Guilhelm no parecía particularmente inquieto por los rumores de conflicto, o al menos ella no lo percibía. Él nunca le hablaba de esas cosas. Sin embargo, Oriane decía que una hueste francesa de cruzados y clérigos se estaba preparando para atacar las tierras del Pays d’Òc. Decía también que la campaña contaba con el apoyo del papa y del rey de Francia. Alaïs sabía por experiencia que mucho de lo que decía Oriane no tenía otro propósito que fastidiarla a ella. Aun así, muchas veces su hermana parecía enterarse de las cosas antes que el resto de los miembros de la casa, y era indudable que el número de mensajeros que entraban y salían a diario del castillo iba en aumento. También era innegable que las arrugas en la cara de su padre se estaban volviendo más profundas y oscuras, y los huecos de sus mejillas, más pronunciados.

Los gardians d’armas que montaban guardia en la puerta del este estaban alerta, aunque sus ojos tenían rojos los contornos después de la larga noche. Llevaban los plateados y angulosos yelmos echados hacia atrás, en lo alto de la cabeza, y las lorigas de cota de malla parecían grises a la pálida luz del alba. Con los escudos cansinamente suspendidos de los hombros y las espadas envainadas, parecían más dispuestos a irse a dormir que a entrar en batalla.

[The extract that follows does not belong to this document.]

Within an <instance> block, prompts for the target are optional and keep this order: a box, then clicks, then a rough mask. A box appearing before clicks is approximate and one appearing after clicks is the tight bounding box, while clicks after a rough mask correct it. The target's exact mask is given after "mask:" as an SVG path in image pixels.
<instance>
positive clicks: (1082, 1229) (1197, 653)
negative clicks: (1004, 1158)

Al acercarse, fue un alivio para Alaïs reconocer a Berengier. Cuando él la vio, le sonrió y la saludó con una inclinación de cabeza.

Bonjorn, dòmna Alaïs. Habéis salido pronto.

Ella sonrió.

—No podía dormir.

—¿Y a ese marido vuestro no se le ocurre nada para llenaros las noches? —dijo el otro, con un guiño salaz. Tenía la cara picada de viruela y las uñas de los dedos mordisqueadas y sangrantes. El aliento le olía a comida rancia y cerveza.

Alaïs lo ignoró.

—¿Cómo está tu mujer, Berengier?

—Bien, dòmna. Ya vuelve a ser la misma de siempre.

—¿Y tu hijo?

—Cada día más grande. Come tanto que uno de estos días nos echará de casa, porque no cabremos todos.

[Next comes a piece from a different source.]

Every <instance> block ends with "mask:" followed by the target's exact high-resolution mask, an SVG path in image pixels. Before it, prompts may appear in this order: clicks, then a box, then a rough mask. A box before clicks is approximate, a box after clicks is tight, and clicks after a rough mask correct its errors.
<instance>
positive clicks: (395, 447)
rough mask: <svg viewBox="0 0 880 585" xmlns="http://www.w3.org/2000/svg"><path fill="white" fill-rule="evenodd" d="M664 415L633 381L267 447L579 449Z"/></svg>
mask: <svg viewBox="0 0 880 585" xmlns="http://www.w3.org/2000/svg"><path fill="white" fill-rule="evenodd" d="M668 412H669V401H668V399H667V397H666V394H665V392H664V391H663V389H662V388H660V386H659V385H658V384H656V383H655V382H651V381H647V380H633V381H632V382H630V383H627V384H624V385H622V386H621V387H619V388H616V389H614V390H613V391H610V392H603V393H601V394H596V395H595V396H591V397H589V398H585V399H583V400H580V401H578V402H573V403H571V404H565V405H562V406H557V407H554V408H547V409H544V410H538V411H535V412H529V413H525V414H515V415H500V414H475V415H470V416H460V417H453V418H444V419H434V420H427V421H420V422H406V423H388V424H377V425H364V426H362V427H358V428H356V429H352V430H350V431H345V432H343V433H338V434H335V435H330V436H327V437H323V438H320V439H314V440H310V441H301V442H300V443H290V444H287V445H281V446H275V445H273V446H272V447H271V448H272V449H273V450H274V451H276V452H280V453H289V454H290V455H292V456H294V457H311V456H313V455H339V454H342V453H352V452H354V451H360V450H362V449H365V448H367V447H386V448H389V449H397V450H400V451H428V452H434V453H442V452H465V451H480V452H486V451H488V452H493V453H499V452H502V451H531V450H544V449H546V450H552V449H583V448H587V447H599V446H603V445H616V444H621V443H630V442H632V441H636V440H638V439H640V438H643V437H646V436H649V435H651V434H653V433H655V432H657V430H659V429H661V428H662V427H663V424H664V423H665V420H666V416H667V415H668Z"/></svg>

—¡Desde luego, tiene a quién salir! —replicó ella, palmoteándole la enorme barriga.

—Es lo mismo que dice mi mujer.

—Dale recuerdos míos, Berengier, ¿lo harás?

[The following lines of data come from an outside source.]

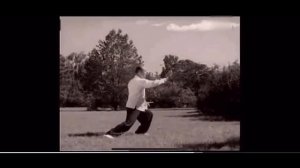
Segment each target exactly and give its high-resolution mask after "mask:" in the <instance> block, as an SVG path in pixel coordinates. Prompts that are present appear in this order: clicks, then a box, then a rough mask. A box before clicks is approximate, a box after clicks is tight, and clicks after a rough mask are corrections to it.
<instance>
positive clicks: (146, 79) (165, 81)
mask: <svg viewBox="0 0 300 168" xmlns="http://www.w3.org/2000/svg"><path fill="white" fill-rule="evenodd" d="M166 81H167V78H163V79H158V80H148V79H143V81H142V85H143V87H144V88H152V87H155V86H158V85H161V84H163V83H165V82H166Z"/></svg>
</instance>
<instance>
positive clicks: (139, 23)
mask: <svg viewBox="0 0 300 168" xmlns="http://www.w3.org/2000/svg"><path fill="white" fill-rule="evenodd" d="M135 23H136V24H138V25H144V24H147V23H149V21H148V20H138V21H136V22H135Z"/></svg>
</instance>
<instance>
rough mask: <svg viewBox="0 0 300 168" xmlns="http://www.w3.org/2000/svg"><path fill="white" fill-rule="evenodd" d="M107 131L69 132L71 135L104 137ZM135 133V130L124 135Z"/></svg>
mask: <svg viewBox="0 0 300 168" xmlns="http://www.w3.org/2000/svg"><path fill="white" fill-rule="evenodd" d="M105 133H106V132H85V133H73V134H68V136H69V137H102V136H103V135H104V134H105ZM128 135H134V133H133V132H126V133H124V135H123V136H128Z"/></svg>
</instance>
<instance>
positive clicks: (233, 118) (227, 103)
mask: <svg viewBox="0 0 300 168" xmlns="http://www.w3.org/2000/svg"><path fill="white" fill-rule="evenodd" d="M197 106H198V108H199V109H200V110H201V111H202V112H203V113H204V114H206V115H219V116H223V117H224V118H225V119H233V120H235V119H240V65H239V64H238V63H237V62H235V63H233V65H229V66H228V67H224V68H223V70H222V71H220V70H215V71H214V72H213V73H212V74H211V75H210V77H209V78H208V81H207V82H206V83H205V84H204V85H203V86H202V87H200V90H199V95H198V101H197Z"/></svg>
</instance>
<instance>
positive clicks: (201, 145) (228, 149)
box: [177, 137, 240, 151]
mask: <svg viewBox="0 0 300 168" xmlns="http://www.w3.org/2000/svg"><path fill="white" fill-rule="evenodd" d="M177 147H178V148H181V149H184V150H188V151H207V150H220V149H222V148H223V147H227V148H225V149H224V150H239V148H240V138H239V137H232V138H229V139H227V140H226V141H223V142H208V143H193V144H179V145H177Z"/></svg>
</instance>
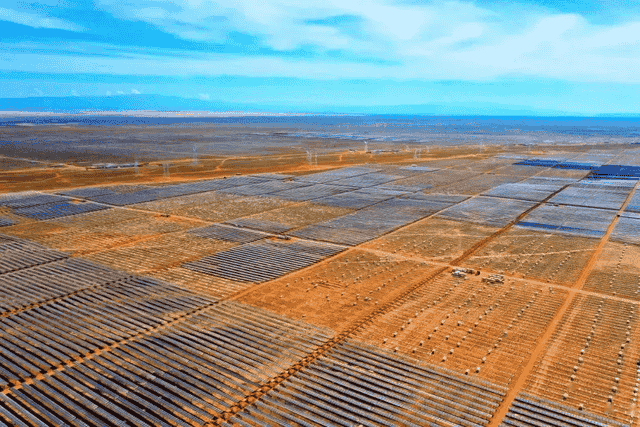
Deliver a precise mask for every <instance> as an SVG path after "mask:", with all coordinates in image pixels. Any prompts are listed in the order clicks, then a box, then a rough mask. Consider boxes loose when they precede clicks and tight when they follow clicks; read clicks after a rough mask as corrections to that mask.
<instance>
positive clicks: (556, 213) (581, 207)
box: [517, 204, 616, 237]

—Os agradecerá que la recordéis, dòmna. —Hizo una pausa. Supongo que querréis que os deje pasar.

—Solamente voy a la Cité, quizá al río. Será un momento.

—No podemos dejar pasar a nadie —gruñó su compañero—. Órdenes del senescal Pelletier.

—Nadie te ha preguntado nada —replicó Berengier secamente—. No es eso, dòmna —prosiguió, sosegando el tono de voz—. Pero ya sabéis cómo están las cosas. Si os sucediera algo y se supiera que fui yo quien os dejó pasar, vuestro padre me…

Alaïs le apoyó una mano en el brazo.

—Lo sé, lo sé —dijo suavemente—. Pero de verdad, no hay motivo para preocuparse. Sé cuidarme. Además… —añadió, desviando ostensiblemente la mirada hacia el otro guardia, que para entonces se estaba limpiando los dedos en la manga después de hurgarse la nariz—, cualquier cosa que pueda sucederme en el río difícilmente será peor que lo que tú soportas aquí.

Berengier se echó a reír.

—Prometedme que tendréis cuidado, ¿eh?

Alaïs hizo un gesto afirmativo y se abrió por un momento la capa, para enseñarle el cuchillo de caza que llevaba a la cintura.

—Lo tendré. Te doy mi palabra.

Había que franquear dos puertas. Berengier quitó los cerrojos de ambas, levantó la pesada viga de roble que aseguraba la puerta exterior y la empujó, abriéndola justo lo suficiente para dejar paso a Alaïs. Con una sonrisa de agradecimiento, la joven se agachó para pasar bajo el brazo del guardia y salió al mundo exterior.